Division of Preclinical Innovation, National Center for Advancing Translational Sciences, National Institutes of Health, Rockville, MD 20850, USA.
Channing Division of Network Medicine, Brigham and Women's Hospital, Harvard Medical School, Boston, MA 02115, USA.
Int J Mol Sci. 2023 Dec 26;25(1):346. doi: 10.3390/ijms25010346.

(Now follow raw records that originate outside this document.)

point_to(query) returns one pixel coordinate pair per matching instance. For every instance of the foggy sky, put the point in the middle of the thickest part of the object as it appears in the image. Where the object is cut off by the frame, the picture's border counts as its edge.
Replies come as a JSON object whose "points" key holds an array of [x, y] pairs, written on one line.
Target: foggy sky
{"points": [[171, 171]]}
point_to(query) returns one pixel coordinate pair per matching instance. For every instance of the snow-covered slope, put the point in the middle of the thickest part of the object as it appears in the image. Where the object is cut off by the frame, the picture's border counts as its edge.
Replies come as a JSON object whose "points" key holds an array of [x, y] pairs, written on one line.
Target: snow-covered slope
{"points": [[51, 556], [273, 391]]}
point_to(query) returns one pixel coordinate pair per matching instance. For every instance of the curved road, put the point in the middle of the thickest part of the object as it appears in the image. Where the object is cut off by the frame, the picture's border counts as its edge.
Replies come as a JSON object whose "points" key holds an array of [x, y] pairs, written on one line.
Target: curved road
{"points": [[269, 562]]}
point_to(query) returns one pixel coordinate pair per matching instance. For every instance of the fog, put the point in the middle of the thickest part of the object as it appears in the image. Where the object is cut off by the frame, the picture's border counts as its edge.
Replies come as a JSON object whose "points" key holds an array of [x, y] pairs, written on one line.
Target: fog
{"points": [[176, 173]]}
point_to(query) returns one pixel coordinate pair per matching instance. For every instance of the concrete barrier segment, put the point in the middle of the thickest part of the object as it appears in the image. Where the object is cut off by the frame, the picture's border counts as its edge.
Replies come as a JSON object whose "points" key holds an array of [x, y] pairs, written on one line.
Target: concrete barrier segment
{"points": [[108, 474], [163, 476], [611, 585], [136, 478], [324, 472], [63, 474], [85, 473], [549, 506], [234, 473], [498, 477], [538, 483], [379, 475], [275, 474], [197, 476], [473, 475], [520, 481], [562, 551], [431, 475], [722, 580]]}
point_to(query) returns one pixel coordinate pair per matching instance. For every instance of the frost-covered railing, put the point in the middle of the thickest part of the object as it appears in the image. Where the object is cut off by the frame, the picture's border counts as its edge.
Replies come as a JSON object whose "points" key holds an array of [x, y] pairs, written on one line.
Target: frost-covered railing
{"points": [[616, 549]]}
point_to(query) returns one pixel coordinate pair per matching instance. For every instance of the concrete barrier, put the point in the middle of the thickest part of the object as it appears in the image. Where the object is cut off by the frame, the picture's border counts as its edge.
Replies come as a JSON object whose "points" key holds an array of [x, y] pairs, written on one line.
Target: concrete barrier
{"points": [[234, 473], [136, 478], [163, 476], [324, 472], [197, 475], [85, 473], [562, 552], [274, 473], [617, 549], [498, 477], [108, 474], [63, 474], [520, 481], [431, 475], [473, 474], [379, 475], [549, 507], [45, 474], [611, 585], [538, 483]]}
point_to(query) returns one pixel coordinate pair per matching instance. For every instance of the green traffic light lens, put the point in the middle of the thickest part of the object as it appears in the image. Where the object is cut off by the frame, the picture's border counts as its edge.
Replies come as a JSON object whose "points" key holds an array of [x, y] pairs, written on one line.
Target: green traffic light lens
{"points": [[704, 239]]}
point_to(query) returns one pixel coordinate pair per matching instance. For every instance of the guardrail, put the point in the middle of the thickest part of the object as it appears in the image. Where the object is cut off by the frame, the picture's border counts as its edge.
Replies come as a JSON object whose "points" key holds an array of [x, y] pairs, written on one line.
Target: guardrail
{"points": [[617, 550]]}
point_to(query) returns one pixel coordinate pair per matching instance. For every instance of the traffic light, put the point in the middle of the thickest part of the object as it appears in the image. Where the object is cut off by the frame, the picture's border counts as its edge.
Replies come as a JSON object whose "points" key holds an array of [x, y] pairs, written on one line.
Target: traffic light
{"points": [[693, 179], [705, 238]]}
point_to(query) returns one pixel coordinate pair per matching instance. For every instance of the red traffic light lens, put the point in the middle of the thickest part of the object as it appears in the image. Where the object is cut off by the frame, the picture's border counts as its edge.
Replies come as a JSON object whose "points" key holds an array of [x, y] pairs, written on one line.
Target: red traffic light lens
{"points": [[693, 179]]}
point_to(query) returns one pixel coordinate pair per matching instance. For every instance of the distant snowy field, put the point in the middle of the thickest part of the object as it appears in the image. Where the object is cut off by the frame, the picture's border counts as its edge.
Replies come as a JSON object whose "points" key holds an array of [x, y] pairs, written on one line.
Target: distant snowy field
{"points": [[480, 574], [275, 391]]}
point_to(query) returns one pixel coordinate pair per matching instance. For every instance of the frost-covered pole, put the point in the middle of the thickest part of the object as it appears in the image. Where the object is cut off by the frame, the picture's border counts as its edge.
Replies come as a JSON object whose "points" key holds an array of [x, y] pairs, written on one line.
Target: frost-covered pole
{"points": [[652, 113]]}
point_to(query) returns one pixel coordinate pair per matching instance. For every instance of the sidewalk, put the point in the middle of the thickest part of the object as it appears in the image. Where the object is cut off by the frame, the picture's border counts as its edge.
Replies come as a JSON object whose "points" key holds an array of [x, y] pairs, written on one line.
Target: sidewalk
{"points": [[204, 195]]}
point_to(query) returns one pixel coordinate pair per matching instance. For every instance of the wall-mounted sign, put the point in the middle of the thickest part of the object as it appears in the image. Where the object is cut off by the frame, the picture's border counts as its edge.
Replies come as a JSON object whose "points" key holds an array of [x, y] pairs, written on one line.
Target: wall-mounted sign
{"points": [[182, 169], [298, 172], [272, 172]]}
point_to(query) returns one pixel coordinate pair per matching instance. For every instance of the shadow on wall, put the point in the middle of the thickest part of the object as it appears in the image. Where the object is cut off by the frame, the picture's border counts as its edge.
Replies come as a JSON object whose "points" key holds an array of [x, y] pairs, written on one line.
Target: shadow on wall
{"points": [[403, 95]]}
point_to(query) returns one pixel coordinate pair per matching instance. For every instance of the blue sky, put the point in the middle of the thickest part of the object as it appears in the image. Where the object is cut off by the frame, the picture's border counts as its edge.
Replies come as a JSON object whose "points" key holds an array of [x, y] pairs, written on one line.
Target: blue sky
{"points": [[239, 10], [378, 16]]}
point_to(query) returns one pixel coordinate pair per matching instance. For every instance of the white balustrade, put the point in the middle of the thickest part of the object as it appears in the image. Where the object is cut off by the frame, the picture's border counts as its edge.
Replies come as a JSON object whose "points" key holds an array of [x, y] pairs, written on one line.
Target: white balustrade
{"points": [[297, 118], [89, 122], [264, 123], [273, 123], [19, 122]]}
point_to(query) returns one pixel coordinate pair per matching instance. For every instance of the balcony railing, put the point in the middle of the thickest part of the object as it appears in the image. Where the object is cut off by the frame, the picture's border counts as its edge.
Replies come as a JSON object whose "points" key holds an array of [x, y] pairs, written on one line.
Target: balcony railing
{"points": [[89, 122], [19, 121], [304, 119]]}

Understanding the molecular underpinnings of disease severity and progression in human studies is necessary to develop metabolism-related preventative strategies for severe COVID-19. Metabolites and metabolic pathways that predispose individuals to severe disease are not well understood. In this study, we generated comprehensive plasma metabolomic profiles in >550 patients from the Longitudinal EMR and Omics COVID-19 Cohort. Samples were collected before ( = 441), during ( = 86), and after ( = 82) COVID-19 diagnosis, representing 555 distinct patients, most of which had single timepoints. Regression models adjusted for demographics, risk factors, and comorbidities, were used to determine metabolites associated with predisposition to and/or persistent effects of COVID-19 severity, and metabolite changes that were transient/lingering over the disease course. Sphingolipids/phospholipids were negatively associated with severity and exhibited lingering elevations after disease, while modified nucleotides were positively associated with severity and had lingering decreases after disease. Cytidine and uridine metabolites, which were positively and negatively associated with COVID-19 severity, respectively, were acutely elevated, reflecting the particular importance of pyrimidine metabolism in active COVID-19. This is the first large metabolomics study using COVID-19 plasma samples before, during, and/or after disease. Our results lay the groundwork for identifying putative biomarkers and preventive strategies for severe COVID-19.
了解人类研究中疾病严重程度和进展的分子基础对于开发与代谢相关的严重 COVID-19 预防策略是必要的。导致个体易患严重疾病的代谢物和代谢途径尚不清楚。在这项研究中,我们在来自纵向电子病历和组学 COVID-19 队列的 >550 名患者中生成了全面的血浆代谢组学图谱。样本在 COVID-19 诊断之前(=441)、期间(=86)和之后(=82)采集,代表了 555 个不同的患者,其中大多数只有一个时间点。调整了人口统计学、风险因素和合并症的回归模型用于确定与 COVID-19 严重程度的易感性和/或持续性相关的代谢物,以及在疾病过程中是短暂/持续存在的代谢物变化。鞘脂/磷脂与严重程度呈负相关,并在疾病后持续升高,而修饰核苷酸与严重程度呈正相关,并在疾病后持续降低。与 COVID-19 严重程度分别呈正相关和负相关的胞苷和尿苷代谢物急性升高,反映了嘧啶代谢在活动性 COVID-19 中的特殊重要性。这是第一个使用 COVID-19 血浆样本在疾病之前、期间和/或之后进行的大型代谢组学研究。我们的结果为确定严重 COVID-19 的潜在生物标志物和预防策略奠定了基础。